Torkham Border Springs Back to Life After 10-Day Hiatus

The Torkham border crossing, a bustling gateway between Pakistan and Afghanistan, has reopened after a 10-day closure, stemming from tensions due to a border dispute. This key link, dormant for over a week, saw a surge of activity on Friday, as both vehicular and pedestrian traffic resumed their trans-border movements.

 

As hundreds of travelers gathered at the immigration section, hoping to enter Afghanistan, there was a palpable sense of relief. Irshad Khan Mohammad, the assistant commissioner of Pakistan's Khyber district, informed AFP that trucks are being cleared for movement, and Afghan citizens are being allowed to enter their homeland after completing the required immigration procedures.

 

This reopening is a much-anticipated turn of events following the September 6th closure after a clash between the security forces of both nations. The confrontation, which resulted in injuries to a Frontier Corps soldier, was initiated due to the interim Afghanistan government's alleged "illegal construction" of a bunker on the Pakistani side of the border.

 

Pakistan's Foreign Office highlighted its stance on the matter on September 11, firmly stating that any structures built by the interim Afghan government on its soil are violations of its sovereignty.

 

The significance of the Torkham crossing cannot be understated.
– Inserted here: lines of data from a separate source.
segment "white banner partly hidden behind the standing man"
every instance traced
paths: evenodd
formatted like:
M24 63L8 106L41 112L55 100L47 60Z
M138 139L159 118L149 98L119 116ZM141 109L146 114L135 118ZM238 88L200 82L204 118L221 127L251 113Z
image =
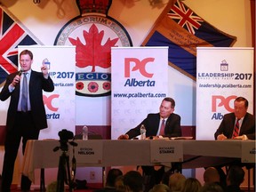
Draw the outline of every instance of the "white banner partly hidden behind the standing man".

It stands as the primary conduit for trade and human movement between the neighboring countries, connected by a 2,600-kilometre frontier, meandering through the rugged terrains of mountains and valleys. The closure brought with it hardships for traders on both sides, with huge losses in perishable goods. Afghan travelers also faced missed medical appointments and flights from Pakistan.

 

Just a day prior to the reopening, a customs official had hinted to Geo News about the impending resumption of border activities. The decision to bring life back to the Torkham border was cemented after a pivotal meeting between Afghanistan's Acting Foreign Minister, Amir Khan Muttaqi, and the Head of the Pakistan Mission in Kabul, Ubaid Ur Rehman Nizamani. During this discussion, Afghan authorities gave their assurance that their soil would not be misused against Pakistan.

 

However, memories of the mortar shell attacks that preceded the border closure remain fresh. An official stationed at Torkham recollected that several mortar shells, originating from the Afghan side, landed at key official sites. Thankfully, despite a few close calls, no casualties were reported.

 

During this 10-day deadlock, many found themselves trapped at the border. Travelers, including patients, women, children, and even trucks loaded with goods, awaited an end to the standoff. The escalated tensions also resulted in the temporary closure of numerous government and private offices as a safety measure.

 

The Torkham border crossing's reopening is not just a story of resumed trade and movement. It's a testament to the resilient spirit of two nations, striving to move past their differences for the collective good.